The Network Mapper, or Nmap [1], is one of the most popular network scanners available. System administrators and security specialists use Nmap for network scanning, discovery, and inventories. Nmap is useful for these security tasks, but it is also quite useful for network troubleshooting, You can use Nmap to determine whether a service is running or to determine whether a service version has changed. Nmap is also very good at identifying application and operating system versions through fingerprinting of protocols and applications. Although Nmap comes with a graphical user interface, Zenmap, many administrators prefer to work from the command line. Nmap lends itself very well to scripting in a shell interpreter scripting language such as the Bourne again shell (Bash) or a text-processing language such as Perl, sed, or awk. However, Nmap also has a native scripting feature. The Nmap scripting engine (NSE) has several advantages over Bash or a text-processing language:

  • Phase awareness – Nmap organizes the scanning process into phases. NSE is aware of Nmap phases, which let the programmer avoid complex recursive or if-then algorithms to determine the state of the scan.

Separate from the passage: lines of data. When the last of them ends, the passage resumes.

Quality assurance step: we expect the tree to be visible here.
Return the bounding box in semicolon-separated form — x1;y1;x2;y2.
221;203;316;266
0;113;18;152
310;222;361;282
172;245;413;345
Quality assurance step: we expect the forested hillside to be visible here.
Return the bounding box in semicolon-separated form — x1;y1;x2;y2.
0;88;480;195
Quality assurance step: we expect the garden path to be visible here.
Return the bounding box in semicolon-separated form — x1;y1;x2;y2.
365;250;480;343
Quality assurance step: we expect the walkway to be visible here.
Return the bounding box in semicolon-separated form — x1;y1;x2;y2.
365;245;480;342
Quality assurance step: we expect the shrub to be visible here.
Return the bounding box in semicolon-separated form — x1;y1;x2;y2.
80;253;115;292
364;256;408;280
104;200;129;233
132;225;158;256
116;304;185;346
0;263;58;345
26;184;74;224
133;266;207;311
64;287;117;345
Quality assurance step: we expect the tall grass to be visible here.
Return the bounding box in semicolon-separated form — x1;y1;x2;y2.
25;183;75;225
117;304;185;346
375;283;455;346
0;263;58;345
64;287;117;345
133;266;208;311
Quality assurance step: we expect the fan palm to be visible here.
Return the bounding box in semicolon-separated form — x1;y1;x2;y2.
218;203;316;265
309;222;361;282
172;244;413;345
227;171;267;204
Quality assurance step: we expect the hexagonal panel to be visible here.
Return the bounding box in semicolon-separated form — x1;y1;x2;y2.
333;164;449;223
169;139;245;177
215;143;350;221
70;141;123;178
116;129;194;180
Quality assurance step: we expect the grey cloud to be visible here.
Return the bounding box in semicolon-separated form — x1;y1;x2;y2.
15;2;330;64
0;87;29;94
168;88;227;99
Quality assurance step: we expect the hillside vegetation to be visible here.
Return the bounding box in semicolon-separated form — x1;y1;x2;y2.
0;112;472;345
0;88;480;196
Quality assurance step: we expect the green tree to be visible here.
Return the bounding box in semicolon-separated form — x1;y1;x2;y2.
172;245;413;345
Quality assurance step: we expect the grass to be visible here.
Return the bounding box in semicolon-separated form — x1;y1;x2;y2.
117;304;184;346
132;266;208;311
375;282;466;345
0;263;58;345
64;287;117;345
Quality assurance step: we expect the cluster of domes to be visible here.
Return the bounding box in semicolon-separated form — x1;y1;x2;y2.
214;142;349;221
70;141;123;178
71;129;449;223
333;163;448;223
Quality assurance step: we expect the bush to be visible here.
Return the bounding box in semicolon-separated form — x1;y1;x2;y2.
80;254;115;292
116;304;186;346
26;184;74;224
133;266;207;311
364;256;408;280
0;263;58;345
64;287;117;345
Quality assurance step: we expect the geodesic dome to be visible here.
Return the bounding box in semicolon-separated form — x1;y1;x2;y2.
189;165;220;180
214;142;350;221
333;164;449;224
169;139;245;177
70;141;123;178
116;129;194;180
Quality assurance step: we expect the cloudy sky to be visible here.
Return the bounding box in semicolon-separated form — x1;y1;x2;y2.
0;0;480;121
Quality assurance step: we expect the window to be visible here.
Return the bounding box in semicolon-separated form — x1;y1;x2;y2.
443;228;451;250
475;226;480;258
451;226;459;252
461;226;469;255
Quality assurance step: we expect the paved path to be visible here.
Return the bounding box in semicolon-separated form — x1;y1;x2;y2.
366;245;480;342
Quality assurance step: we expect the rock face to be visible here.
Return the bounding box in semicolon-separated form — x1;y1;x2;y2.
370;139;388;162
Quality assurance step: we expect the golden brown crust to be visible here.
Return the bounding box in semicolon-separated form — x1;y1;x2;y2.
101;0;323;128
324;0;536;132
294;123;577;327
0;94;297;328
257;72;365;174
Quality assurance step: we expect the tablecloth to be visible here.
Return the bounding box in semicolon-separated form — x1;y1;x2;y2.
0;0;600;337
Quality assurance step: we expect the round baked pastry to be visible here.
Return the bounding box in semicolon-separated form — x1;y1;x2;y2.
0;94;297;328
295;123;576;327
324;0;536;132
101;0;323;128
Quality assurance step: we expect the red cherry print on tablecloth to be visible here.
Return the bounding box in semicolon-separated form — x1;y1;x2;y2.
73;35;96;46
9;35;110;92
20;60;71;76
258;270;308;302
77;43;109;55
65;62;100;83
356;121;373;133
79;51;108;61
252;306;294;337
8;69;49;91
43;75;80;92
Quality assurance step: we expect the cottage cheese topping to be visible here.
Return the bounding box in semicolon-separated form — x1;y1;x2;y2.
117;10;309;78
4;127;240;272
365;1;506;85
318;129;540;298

  • Common language for portability – A common language makes the script portable to Nmap systems on other platforms. (A Bash script, on the other hand, would work well in Linux but might not work on a Windows system.)
  • Community-based distribution – A common language allows for a common standard and a system for distributing scripts either within Nmap or separately.

Nmap's scripting language uses the Lua programming language. Lua is an interpreted language that is "powerful, fast, lightweight" [2]. It is probably most well known as the scripting language used by the popular game World of Warcraft (WoW)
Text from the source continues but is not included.